I am running syncthing in both a server (W2012 R2) and a desktop machine (W10). 2012 machine is running fine but the desktop is causing some headaches. I have configured the syncthing executable to be run as a scheduled task triggered when system starts. It seems to be doing fine but syncthing dies when the computer enters the suspend status and is not recovered when going back to life. Have you ever experienced something similar?. (I have tried adding new triggers like power configuration and when internet conection is up but none seem to trigger it)
Another question coming from the same problem… Trying to solve those problems, I tried to configure syncthing as a service with nssm. It seems to be running fine but all configuration (repositories, remote machines IDs, etc…) are lost.
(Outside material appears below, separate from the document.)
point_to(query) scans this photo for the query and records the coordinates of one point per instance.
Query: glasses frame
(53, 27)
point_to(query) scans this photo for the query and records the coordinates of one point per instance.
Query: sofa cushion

Going back to scheduled task start up recovers the configuration… Why is this happening?. Why does not nssm read configuration correctly?.
Thannks for your response. I have been reading about the purpose of this parameter but I cannot make an idea on how this could help me. I mean, why could this be happening? (syncthing not starting upon wake up).
For the second question, I have tried running both as the system user and as the local user I am using to start the scheduled task… Still guessing what the problem is.
So syncthing will restart upon detecting that the system has been sleeping.
If you run syncthing normally, it has two processes, the monitor process and the actual syncthing process.
As syncthing restarts, the monitor process detects that and restarts it.
If you run via syncthing via some service manager or some other magic which is supposed to replace the monitor process, it’s probably not doing it’s job and not restarting syncthing properly.